Another day, another mass shooting in America. When, and how, will this end? In fact, will it ever end?
On Friday, a gunman identified as 20-year-old Adam Lanza killed 26 people, including 20 children between the ages 5 and 10, at a Connecticut elementary school. He is reported to have also killed his mother, a kindergarten teacher at the school, before committing suicide.
This comes after Jacob Roberts, a 22-year-old man, armed with a semiautomatic AR-15, carrying extra magazines and wearing a hockey mask walked into a shopping mall in Oregon filled with 10,000 people and began shooting. He killed two people, and then took his own life.
A visibly shaken President Barack Obama said after the shooting at the school, "As a country, we have been through this too many times." He continued, "We're going to have to come together and take meaningful action to prevent tragedies like this, regardless of the politics."
I agree. I only hope that in coming days we flesh out what "meaningful action" means in policy terms? If not now, when? After the next shooting?
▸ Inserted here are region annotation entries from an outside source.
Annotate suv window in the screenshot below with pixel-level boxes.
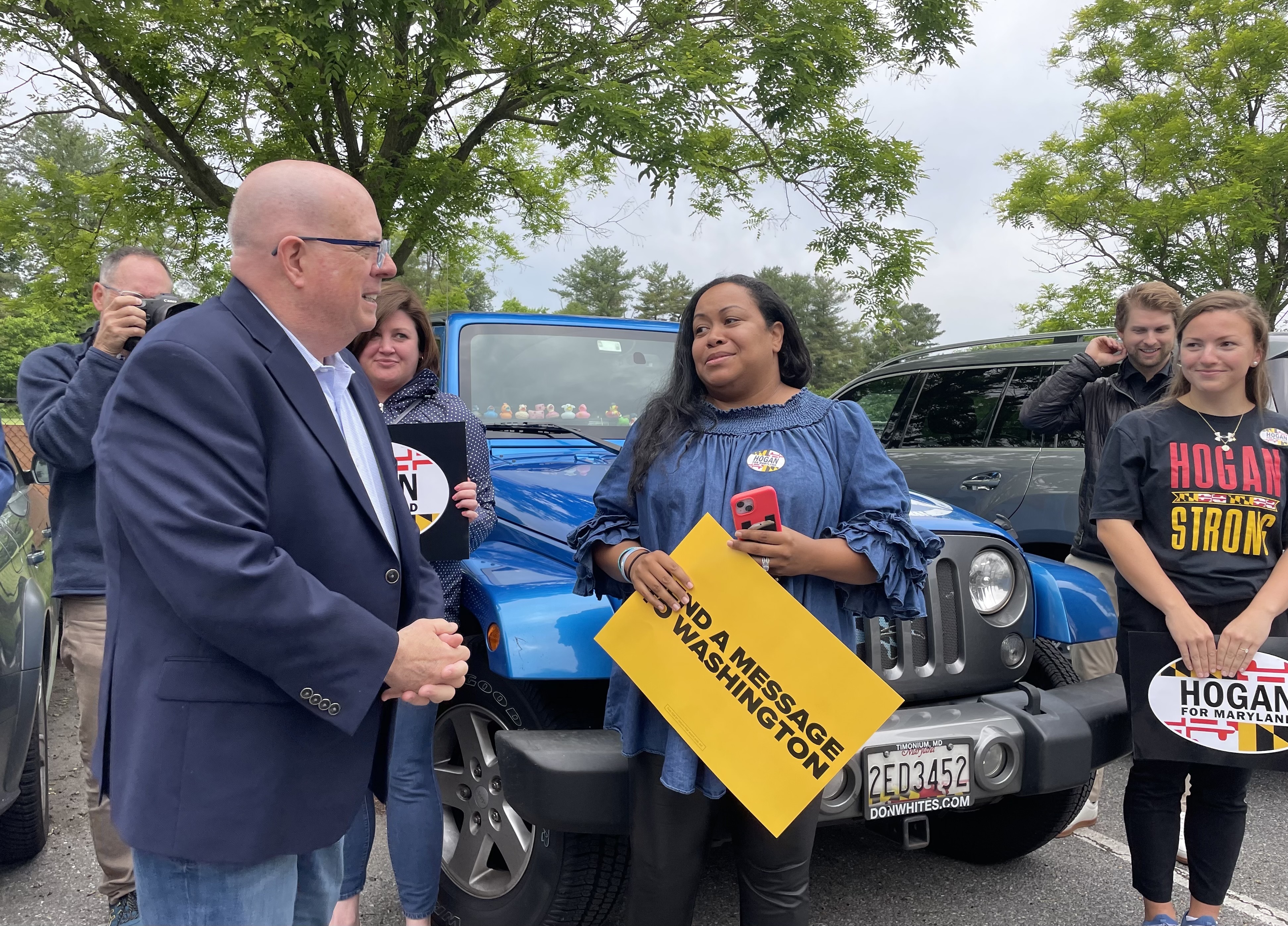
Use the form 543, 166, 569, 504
898, 367, 1011, 447
988, 363, 1052, 447
836, 373, 914, 437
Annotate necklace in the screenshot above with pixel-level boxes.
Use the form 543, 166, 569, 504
1190, 408, 1247, 456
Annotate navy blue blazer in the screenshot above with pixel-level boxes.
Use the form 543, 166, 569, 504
94, 280, 443, 863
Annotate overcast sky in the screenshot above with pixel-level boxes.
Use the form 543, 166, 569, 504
493, 0, 1085, 343
5, 0, 1086, 343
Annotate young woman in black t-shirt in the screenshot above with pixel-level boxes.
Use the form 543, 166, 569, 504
1091, 291, 1288, 926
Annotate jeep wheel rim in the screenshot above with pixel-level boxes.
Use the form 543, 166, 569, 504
434, 704, 536, 898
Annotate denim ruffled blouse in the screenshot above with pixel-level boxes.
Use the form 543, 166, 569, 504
568, 390, 943, 800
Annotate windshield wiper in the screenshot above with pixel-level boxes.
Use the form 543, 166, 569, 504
483, 421, 622, 453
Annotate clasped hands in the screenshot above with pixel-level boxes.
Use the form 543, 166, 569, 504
380, 617, 470, 707
1166, 608, 1274, 679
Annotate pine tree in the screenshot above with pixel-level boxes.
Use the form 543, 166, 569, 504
635, 260, 696, 322
550, 247, 638, 318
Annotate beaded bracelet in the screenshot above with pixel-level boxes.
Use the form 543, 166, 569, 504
617, 546, 647, 582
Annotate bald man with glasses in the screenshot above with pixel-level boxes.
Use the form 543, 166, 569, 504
95, 161, 469, 926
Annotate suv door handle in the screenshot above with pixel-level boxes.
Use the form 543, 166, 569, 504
962, 471, 1002, 492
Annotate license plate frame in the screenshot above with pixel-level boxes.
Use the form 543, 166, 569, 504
862, 737, 975, 820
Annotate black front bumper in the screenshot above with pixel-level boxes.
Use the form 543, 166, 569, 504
496, 675, 1131, 835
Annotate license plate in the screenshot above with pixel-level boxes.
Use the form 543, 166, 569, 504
863, 739, 972, 820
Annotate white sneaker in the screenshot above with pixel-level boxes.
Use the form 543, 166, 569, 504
1056, 801, 1100, 840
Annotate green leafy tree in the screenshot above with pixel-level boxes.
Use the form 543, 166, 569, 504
635, 260, 697, 322
0, 0, 976, 304
550, 247, 636, 318
0, 115, 225, 397
995, 0, 1288, 330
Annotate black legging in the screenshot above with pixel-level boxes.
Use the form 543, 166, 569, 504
1118, 587, 1284, 905
626, 752, 818, 926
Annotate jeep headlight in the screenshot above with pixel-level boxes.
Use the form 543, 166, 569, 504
966, 550, 1015, 614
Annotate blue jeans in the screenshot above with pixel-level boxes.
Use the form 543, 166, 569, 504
134, 840, 344, 926
340, 701, 443, 920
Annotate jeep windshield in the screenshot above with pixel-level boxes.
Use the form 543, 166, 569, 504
458, 323, 675, 438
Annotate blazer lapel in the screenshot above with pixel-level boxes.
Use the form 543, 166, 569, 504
264, 348, 385, 537
343, 350, 409, 563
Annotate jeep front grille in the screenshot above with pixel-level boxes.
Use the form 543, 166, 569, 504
855, 533, 1034, 703
943, 559, 962, 663
912, 617, 930, 669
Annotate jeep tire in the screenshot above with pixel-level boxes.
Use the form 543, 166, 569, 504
930, 637, 1095, 864
434, 636, 627, 926
0, 669, 49, 863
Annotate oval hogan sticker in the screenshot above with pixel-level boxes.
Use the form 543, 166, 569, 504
1149, 653, 1288, 752
747, 451, 787, 473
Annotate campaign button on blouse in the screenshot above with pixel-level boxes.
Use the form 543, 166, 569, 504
747, 451, 787, 473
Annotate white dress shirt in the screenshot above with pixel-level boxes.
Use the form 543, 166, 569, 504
255, 296, 401, 562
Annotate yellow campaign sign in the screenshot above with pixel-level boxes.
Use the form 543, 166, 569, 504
595, 514, 903, 836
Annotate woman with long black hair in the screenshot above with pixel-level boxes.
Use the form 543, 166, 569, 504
1091, 291, 1288, 926
569, 276, 941, 926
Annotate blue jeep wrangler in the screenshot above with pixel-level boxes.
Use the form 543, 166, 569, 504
422, 313, 1130, 926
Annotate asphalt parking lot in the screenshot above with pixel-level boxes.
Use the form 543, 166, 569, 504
0, 669, 1288, 926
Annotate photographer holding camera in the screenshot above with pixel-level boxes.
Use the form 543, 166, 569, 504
18, 247, 183, 926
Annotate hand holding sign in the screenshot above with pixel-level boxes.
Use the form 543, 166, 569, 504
595, 515, 903, 836
1216, 608, 1275, 679
1124, 631, 1288, 770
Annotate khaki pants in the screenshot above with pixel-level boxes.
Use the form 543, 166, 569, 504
62, 596, 134, 903
1064, 553, 1118, 801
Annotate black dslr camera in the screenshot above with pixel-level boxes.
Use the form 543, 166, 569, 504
125, 292, 197, 350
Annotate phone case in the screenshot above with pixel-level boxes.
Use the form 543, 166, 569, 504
729, 486, 783, 531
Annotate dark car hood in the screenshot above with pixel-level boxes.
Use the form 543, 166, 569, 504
492, 455, 1010, 542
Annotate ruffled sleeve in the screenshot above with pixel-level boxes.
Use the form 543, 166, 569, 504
568, 428, 640, 599
823, 402, 944, 620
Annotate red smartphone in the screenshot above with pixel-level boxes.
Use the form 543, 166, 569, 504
729, 486, 783, 531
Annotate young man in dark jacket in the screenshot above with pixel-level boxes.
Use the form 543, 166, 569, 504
18, 247, 171, 926
1020, 282, 1182, 836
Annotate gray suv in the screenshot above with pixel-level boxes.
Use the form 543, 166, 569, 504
0, 425, 59, 863
832, 328, 1288, 560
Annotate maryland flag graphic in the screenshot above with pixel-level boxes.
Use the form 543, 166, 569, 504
394, 443, 452, 533
1149, 653, 1288, 753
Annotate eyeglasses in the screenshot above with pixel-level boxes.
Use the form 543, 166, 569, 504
273, 234, 389, 270
98, 280, 174, 299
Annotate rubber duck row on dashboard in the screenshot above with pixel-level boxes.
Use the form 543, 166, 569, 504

How many more deaths and mass shootings will it take for Washington to begin to lead the country in a deeper conversation about sensible gun controls? What will it take for our politicians to take firm and principled positions on gun policies and stand up to the gun lobby in this country? Surely this is a moment that calls all of us to reckoning.
In the vacuum of strong advocacy, too many Americans respond to tragedies like these in undesirable ways.
According to an August report from Bloomberg News, "background checks for gun purchases spiked 41 percent in Colorado after 12 people were killed inside a suburban Denver movie theater, according to state data."